The above code snippet also shows us something about Jade. Put simply, it's a template engine; it takes template code and transforms it into html. What's even more impressive is that we can pass variables to the templates which will be inserted onto the pages when this transformation occurs. This is shown on line 15 by the call to res.render where we pass in the template file followed by an object of variables.

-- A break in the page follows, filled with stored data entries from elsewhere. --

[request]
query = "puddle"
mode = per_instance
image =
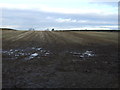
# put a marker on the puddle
(38, 52)
(82, 55)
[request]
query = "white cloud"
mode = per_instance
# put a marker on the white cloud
(105, 10)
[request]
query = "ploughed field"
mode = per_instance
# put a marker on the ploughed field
(54, 59)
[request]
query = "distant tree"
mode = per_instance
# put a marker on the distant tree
(53, 29)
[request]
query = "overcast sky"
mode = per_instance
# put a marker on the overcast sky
(59, 14)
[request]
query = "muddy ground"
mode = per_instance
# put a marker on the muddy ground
(51, 59)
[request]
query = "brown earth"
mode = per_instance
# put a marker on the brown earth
(61, 69)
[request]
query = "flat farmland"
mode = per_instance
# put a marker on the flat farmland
(56, 59)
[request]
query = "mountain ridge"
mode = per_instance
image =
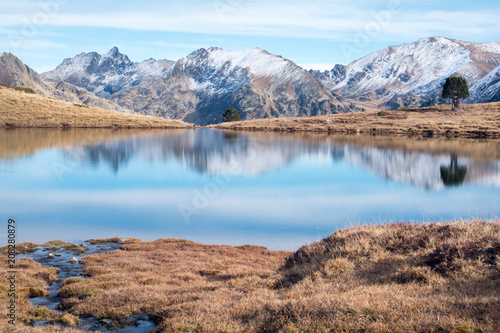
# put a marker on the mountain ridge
(412, 74)
(198, 87)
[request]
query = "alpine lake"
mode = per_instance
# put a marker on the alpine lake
(280, 191)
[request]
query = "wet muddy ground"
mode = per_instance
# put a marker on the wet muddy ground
(69, 265)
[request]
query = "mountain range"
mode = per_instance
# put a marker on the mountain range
(413, 74)
(198, 87)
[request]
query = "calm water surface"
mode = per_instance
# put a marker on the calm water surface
(279, 191)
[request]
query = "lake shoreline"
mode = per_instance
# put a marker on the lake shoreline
(378, 273)
(22, 110)
(473, 121)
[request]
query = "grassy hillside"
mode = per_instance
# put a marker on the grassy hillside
(436, 277)
(475, 120)
(20, 108)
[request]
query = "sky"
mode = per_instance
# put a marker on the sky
(313, 34)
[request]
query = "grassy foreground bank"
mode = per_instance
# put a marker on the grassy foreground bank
(474, 121)
(435, 277)
(24, 109)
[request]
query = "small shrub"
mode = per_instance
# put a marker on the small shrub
(41, 313)
(73, 247)
(26, 90)
(36, 292)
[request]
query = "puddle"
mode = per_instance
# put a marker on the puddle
(61, 259)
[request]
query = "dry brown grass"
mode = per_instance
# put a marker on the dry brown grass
(436, 277)
(31, 281)
(20, 109)
(475, 120)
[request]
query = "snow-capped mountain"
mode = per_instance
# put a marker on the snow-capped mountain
(198, 87)
(487, 89)
(411, 74)
(14, 72)
(106, 74)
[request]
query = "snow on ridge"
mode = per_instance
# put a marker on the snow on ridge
(486, 88)
(256, 61)
(421, 65)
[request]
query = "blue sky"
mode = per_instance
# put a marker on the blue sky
(314, 34)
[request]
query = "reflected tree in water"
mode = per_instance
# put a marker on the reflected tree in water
(454, 174)
(231, 137)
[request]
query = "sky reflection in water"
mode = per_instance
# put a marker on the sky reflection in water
(214, 187)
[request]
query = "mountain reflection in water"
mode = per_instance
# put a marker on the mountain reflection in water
(214, 152)
(270, 189)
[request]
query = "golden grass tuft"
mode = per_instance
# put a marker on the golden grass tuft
(434, 277)
(474, 121)
(20, 109)
(31, 281)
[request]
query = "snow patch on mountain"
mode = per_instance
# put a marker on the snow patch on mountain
(108, 73)
(399, 73)
(414, 68)
(487, 89)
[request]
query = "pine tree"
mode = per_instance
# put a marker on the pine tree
(455, 88)
(230, 114)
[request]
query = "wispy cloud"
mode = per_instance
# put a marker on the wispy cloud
(337, 20)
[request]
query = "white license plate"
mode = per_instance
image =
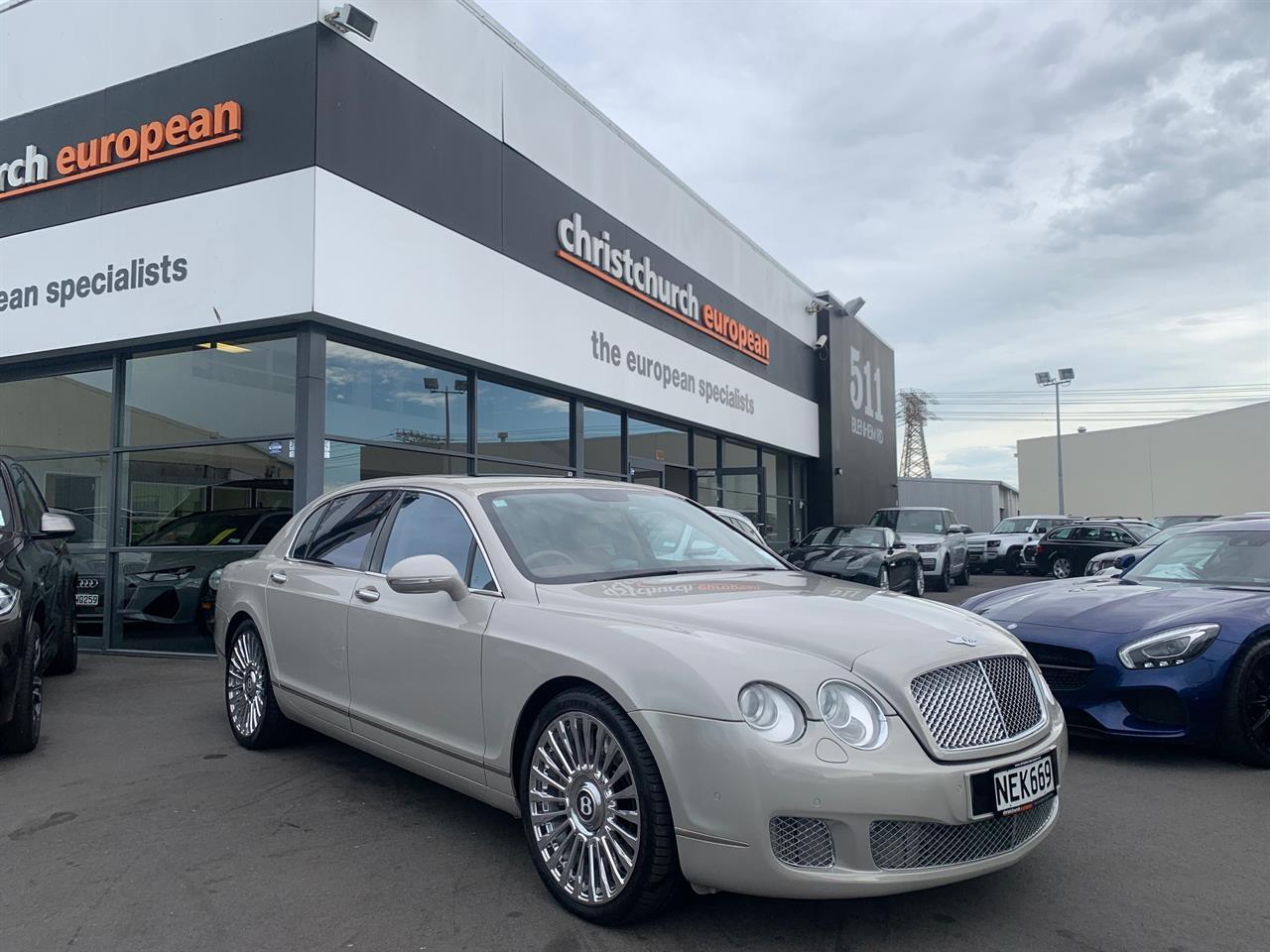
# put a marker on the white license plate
(1019, 787)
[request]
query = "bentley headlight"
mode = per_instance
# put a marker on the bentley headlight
(8, 598)
(1167, 649)
(771, 712)
(852, 715)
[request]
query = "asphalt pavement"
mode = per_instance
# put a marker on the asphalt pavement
(139, 824)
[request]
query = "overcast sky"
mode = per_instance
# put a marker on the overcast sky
(1012, 186)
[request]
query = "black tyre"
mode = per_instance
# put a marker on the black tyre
(1245, 728)
(595, 814)
(66, 658)
(250, 706)
(945, 579)
(22, 733)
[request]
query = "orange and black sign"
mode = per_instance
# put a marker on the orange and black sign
(127, 148)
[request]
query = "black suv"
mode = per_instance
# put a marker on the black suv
(37, 604)
(1066, 551)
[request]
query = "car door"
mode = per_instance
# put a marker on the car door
(414, 658)
(308, 597)
(46, 558)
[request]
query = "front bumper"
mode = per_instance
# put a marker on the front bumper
(726, 784)
(1101, 696)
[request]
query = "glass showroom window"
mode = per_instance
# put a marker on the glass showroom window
(602, 442)
(211, 390)
(347, 463)
(521, 425)
(376, 398)
(185, 515)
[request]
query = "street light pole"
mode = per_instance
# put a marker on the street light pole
(1046, 379)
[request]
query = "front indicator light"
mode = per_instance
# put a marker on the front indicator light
(852, 715)
(772, 712)
(1167, 649)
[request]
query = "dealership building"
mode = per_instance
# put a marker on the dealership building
(246, 257)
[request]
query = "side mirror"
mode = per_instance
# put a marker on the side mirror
(421, 575)
(56, 526)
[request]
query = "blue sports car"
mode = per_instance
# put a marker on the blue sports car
(1176, 648)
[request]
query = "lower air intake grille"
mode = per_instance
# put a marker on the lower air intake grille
(907, 844)
(801, 841)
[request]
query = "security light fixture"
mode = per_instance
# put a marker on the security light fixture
(1044, 379)
(349, 19)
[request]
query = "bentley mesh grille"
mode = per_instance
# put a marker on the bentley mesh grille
(908, 844)
(978, 703)
(802, 841)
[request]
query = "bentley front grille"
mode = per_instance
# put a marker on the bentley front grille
(908, 844)
(978, 703)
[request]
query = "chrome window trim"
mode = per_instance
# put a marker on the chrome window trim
(430, 490)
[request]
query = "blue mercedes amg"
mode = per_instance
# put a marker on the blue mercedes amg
(1178, 648)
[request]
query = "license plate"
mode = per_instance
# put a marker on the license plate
(1015, 788)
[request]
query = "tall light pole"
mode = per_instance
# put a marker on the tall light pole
(1066, 375)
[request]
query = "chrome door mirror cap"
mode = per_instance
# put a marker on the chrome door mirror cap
(56, 526)
(421, 575)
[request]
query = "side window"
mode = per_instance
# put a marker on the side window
(30, 502)
(268, 529)
(345, 530)
(429, 525)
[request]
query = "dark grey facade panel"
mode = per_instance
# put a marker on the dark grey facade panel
(382, 132)
(275, 81)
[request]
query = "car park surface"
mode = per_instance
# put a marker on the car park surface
(143, 825)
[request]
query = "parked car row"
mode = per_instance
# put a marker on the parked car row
(1175, 648)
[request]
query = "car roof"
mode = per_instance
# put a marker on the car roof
(480, 485)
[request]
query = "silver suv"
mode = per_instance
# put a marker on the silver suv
(938, 536)
(1003, 546)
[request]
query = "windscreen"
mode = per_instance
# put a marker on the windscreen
(1017, 525)
(563, 536)
(929, 522)
(861, 537)
(1207, 558)
(227, 529)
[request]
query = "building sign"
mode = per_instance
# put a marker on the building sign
(125, 149)
(638, 278)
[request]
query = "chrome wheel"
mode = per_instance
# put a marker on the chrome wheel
(584, 809)
(245, 683)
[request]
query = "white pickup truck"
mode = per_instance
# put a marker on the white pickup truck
(1003, 546)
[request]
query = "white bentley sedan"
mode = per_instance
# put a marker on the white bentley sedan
(662, 701)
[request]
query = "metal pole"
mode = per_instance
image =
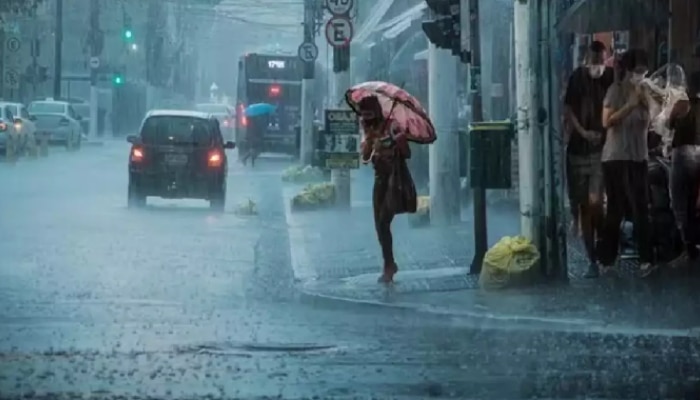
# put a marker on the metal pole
(58, 50)
(341, 177)
(524, 105)
(95, 53)
(306, 134)
(479, 194)
(444, 153)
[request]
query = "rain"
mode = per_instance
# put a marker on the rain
(338, 199)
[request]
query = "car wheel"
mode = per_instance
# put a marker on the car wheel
(135, 198)
(218, 201)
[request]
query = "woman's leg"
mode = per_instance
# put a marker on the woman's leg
(639, 185)
(613, 176)
(382, 223)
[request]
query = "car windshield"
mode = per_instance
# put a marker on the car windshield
(47, 107)
(82, 110)
(213, 108)
(176, 130)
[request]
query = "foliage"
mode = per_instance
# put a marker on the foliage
(315, 196)
(299, 174)
(22, 7)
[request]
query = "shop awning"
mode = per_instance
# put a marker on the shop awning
(377, 13)
(395, 26)
(592, 16)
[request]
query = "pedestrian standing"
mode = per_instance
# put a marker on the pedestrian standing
(684, 123)
(626, 118)
(584, 97)
(388, 153)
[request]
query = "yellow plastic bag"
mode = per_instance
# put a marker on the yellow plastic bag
(511, 261)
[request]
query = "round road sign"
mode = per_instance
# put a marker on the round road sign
(339, 7)
(308, 52)
(94, 62)
(339, 32)
(13, 44)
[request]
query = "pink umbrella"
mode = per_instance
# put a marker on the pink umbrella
(408, 115)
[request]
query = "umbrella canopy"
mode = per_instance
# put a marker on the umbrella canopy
(408, 115)
(258, 109)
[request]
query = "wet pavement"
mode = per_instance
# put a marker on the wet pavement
(97, 301)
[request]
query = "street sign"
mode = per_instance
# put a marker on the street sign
(339, 7)
(308, 52)
(339, 146)
(94, 62)
(339, 32)
(11, 79)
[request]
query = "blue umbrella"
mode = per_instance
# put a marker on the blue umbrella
(257, 109)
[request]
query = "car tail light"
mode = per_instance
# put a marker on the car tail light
(215, 159)
(136, 154)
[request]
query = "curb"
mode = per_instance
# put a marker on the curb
(486, 320)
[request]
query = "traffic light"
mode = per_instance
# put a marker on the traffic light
(444, 30)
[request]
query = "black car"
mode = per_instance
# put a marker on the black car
(178, 155)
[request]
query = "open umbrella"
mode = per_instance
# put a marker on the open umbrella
(258, 109)
(408, 115)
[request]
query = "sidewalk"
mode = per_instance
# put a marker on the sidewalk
(335, 258)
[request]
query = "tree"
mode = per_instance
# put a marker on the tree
(21, 7)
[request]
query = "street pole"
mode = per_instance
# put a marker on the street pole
(341, 177)
(479, 194)
(95, 53)
(306, 134)
(58, 50)
(444, 153)
(524, 104)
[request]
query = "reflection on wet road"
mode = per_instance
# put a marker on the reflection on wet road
(175, 302)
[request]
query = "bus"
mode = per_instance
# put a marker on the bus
(273, 79)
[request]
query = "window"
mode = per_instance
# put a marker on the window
(159, 130)
(47, 108)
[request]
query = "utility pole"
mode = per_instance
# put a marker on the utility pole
(444, 153)
(524, 105)
(58, 50)
(95, 50)
(339, 29)
(443, 32)
(479, 194)
(308, 52)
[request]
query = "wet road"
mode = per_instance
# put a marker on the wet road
(175, 302)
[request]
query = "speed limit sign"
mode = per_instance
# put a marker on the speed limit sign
(339, 7)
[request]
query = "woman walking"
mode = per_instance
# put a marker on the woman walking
(684, 122)
(626, 119)
(387, 152)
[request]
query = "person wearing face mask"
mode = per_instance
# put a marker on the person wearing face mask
(584, 103)
(684, 122)
(627, 119)
(381, 147)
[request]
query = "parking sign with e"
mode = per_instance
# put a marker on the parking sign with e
(339, 32)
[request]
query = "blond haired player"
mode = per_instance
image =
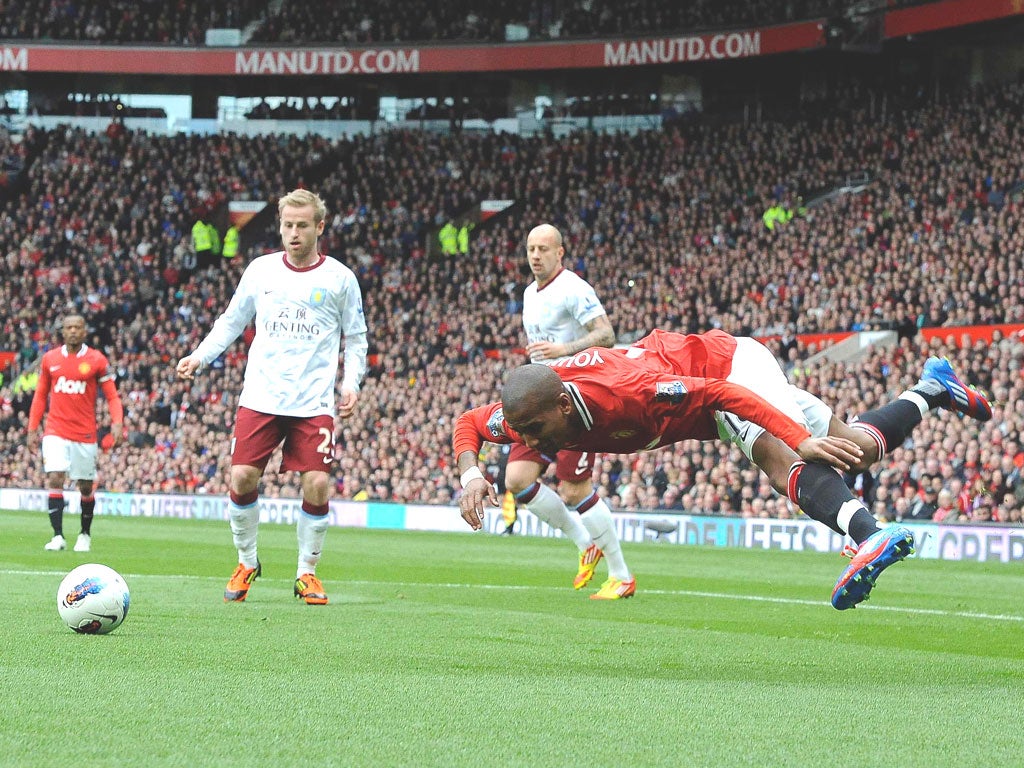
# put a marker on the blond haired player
(304, 304)
(69, 379)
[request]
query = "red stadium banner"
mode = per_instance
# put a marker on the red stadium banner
(946, 14)
(386, 60)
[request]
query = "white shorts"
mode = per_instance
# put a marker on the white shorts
(77, 460)
(756, 368)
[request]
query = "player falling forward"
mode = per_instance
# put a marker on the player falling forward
(561, 315)
(670, 387)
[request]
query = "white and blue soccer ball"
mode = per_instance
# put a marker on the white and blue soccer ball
(93, 599)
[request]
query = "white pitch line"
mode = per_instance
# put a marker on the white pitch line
(513, 587)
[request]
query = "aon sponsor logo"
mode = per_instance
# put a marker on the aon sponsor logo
(69, 386)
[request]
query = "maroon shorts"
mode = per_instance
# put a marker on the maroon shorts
(570, 466)
(308, 440)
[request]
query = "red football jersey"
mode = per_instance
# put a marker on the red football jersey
(71, 381)
(631, 400)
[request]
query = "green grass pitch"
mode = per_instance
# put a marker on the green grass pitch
(448, 649)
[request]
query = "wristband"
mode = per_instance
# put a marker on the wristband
(473, 473)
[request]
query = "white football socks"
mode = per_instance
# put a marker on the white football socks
(245, 521)
(602, 528)
(548, 506)
(311, 530)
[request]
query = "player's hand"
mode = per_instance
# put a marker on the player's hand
(471, 502)
(187, 367)
(347, 404)
(837, 452)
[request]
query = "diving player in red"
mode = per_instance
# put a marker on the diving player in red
(623, 400)
(68, 382)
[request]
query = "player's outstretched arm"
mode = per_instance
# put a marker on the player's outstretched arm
(474, 489)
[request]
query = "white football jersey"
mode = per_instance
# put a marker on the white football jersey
(301, 316)
(559, 311)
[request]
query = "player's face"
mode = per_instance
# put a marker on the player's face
(73, 331)
(299, 232)
(544, 254)
(545, 430)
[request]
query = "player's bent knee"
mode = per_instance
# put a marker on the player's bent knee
(520, 475)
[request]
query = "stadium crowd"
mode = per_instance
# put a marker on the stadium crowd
(667, 225)
(124, 20)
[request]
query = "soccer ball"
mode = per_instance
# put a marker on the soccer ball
(93, 599)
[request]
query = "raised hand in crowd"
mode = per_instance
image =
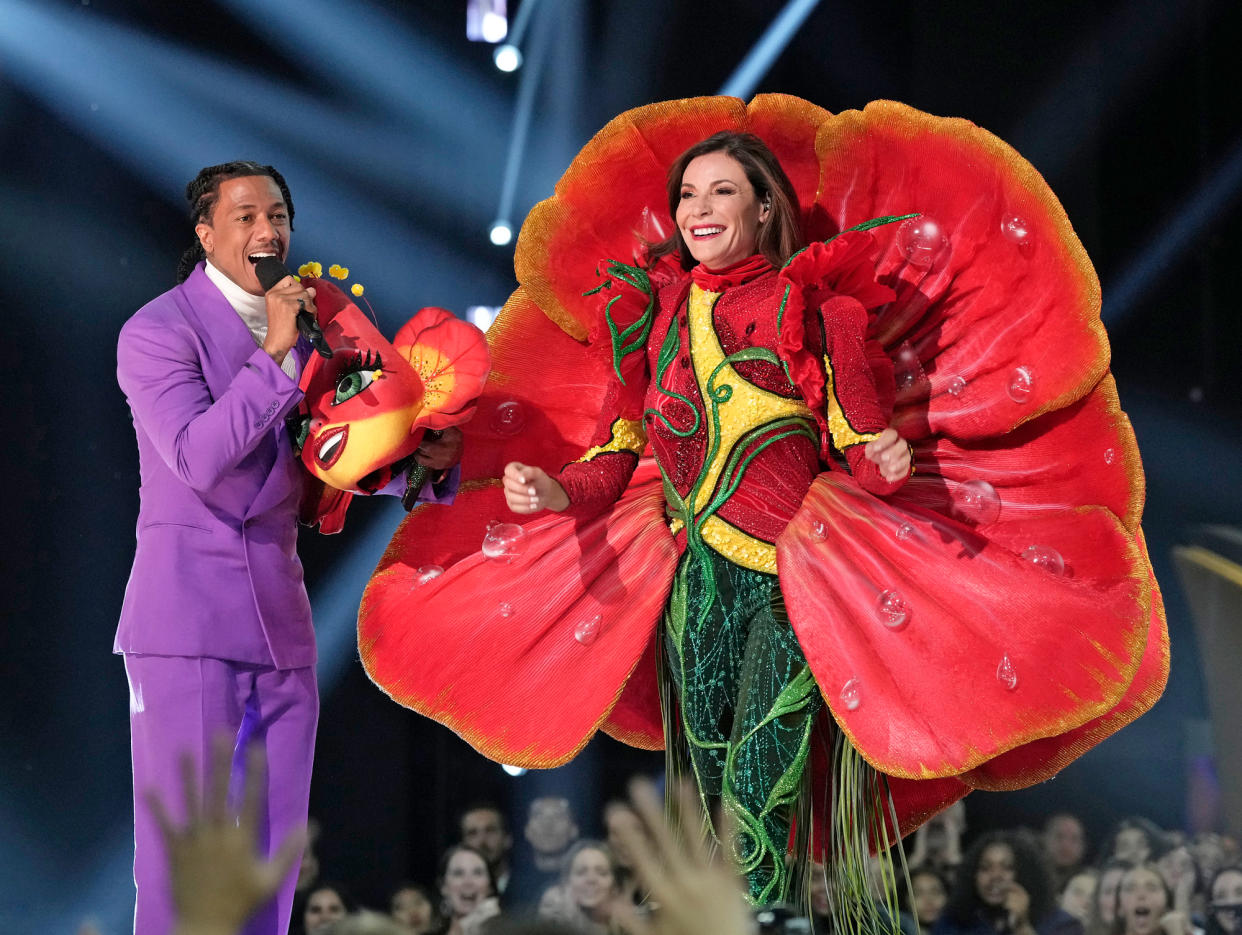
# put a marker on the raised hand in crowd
(217, 878)
(691, 889)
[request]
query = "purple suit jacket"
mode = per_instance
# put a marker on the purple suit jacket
(216, 570)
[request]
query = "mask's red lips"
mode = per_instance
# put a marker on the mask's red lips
(330, 446)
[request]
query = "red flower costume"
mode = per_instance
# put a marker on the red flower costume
(978, 628)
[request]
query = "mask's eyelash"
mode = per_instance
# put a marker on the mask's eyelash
(358, 363)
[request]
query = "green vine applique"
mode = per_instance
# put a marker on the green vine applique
(632, 338)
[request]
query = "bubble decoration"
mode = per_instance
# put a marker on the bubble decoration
(1016, 230)
(1045, 558)
(1021, 384)
(588, 631)
(978, 502)
(504, 542)
(509, 419)
(1006, 674)
(922, 241)
(426, 573)
(892, 610)
(907, 368)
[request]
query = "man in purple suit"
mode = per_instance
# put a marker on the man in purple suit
(215, 626)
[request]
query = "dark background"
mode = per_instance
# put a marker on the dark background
(394, 133)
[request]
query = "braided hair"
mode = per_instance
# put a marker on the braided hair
(203, 193)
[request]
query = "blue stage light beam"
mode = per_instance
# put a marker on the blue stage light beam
(1106, 71)
(1174, 237)
(522, 21)
(124, 91)
(760, 58)
(380, 60)
(528, 86)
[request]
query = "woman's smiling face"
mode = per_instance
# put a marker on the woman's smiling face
(1142, 900)
(466, 883)
(718, 214)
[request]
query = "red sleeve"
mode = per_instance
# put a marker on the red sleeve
(598, 479)
(855, 415)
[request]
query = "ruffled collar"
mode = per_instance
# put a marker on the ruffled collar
(737, 275)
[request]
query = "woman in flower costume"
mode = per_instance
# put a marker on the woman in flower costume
(978, 626)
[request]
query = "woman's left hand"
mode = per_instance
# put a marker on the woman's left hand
(891, 455)
(473, 921)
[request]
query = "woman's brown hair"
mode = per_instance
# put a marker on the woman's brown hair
(780, 236)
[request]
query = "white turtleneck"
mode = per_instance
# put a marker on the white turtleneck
(252, 311)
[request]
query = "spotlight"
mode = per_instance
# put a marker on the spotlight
(501, 232)
(486, 20)
(508, 58)
(482, 316)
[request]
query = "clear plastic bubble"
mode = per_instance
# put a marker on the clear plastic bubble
(978, 502)
(1016, 230)
(509, 419)
(504, 542)
(891, 610)
(922, 241)
(1046, 558)
(907, 368)
(427, 573)
(589, 630)
(1006, 674)
(1021, 384)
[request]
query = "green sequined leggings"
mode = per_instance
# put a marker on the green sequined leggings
(747, 704)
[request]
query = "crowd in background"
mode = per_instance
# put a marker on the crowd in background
(1139, 880)
(646, 880)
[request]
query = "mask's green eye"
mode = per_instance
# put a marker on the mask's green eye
(358, 375)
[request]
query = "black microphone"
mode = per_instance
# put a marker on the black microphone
(270, 271)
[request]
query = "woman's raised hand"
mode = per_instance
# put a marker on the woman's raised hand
(891, 453)
(529, 489)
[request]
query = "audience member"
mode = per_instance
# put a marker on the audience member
(1002, 887)
(327, 903)
(1181, 877)
(1144, 905)
(1078, 895)
(1065, 844)
(925, 897)
(590, 879)
(412, 907)
(1210, 853)
(1104, 908)
(1225, 910)
(485, 828)
(619, 816)
(938, 842)
(554, 903)
(550, 830)
(1134, 840)
(468, 890)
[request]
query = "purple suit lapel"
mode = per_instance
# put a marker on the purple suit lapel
(227, 345)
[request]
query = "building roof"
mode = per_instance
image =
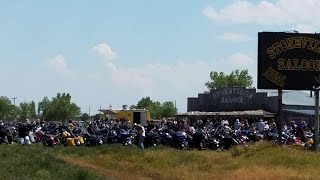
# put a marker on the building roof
(293, 97)
(111, 111)
(302, 112)
(231, 113)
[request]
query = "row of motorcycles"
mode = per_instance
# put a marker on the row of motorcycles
(212, 137)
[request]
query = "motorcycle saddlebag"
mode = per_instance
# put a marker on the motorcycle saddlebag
(71, 142)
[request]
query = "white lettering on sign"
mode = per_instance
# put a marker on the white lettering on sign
(232, 100)
(232, 91)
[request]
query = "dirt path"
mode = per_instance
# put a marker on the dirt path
(91, 166)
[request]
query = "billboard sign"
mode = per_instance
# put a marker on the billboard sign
(288, 61)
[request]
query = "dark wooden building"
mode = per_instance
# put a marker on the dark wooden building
(297, 105)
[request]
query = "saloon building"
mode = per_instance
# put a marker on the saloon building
(238, 101)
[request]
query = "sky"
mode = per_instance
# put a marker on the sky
(116, 52)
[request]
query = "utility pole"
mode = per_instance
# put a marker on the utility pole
(316, 117)
(279, 119)
(14, 101)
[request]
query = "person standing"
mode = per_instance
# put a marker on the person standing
(141, 136)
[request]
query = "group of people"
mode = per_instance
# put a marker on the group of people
(186, 125)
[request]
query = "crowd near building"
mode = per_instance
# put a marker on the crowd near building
(252, 103)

One last thing which should be also be mentioned is session hijacking. Consider the situation that we have, where login information is stored in the cookies. If an adversary was able to guess how our cookies were constructed, then they would be able to fake being a user, and would gain access to the user's account. To help protect against this the express session module employs cryptographic hashing in order to obfuscate cookies. This type of hashing can't be reversed, so validity is checked through a re-hashing of supplied data which is compared to an existing hash.

Miscellaneous

How do we start node?

Different linux distributions may call the package different names. The two most common are node, and nodejs.

What's the difference between the prototype property and the object's prototype.

An object's prototype property is just that, a property named prototype. When that object is used as the base class for another object however, the new object will have the hidden [[Prototype]] property set as the base classes .prototype property. See this StackOverflow answer for more information.

What's the deal with equality predicates? Which ones should I be using?

Whenever you're able to, use a === b instead of a == b, etc. The double equals is able to carry out type coercion, which may be an unintended side effect. In addition to this, there are other small differences in equality checking.

Is there another way to set the object prototype?

There are a few ways, which are all listed on this page in the Mozilla Developer Network Javascript Guide!

The Comp 2406 virtual machine isn't running well on my machine!

Well, check out the video lectures starting with this one; if the VM is running slower than the one in class then odds are that your computer is misconfigured.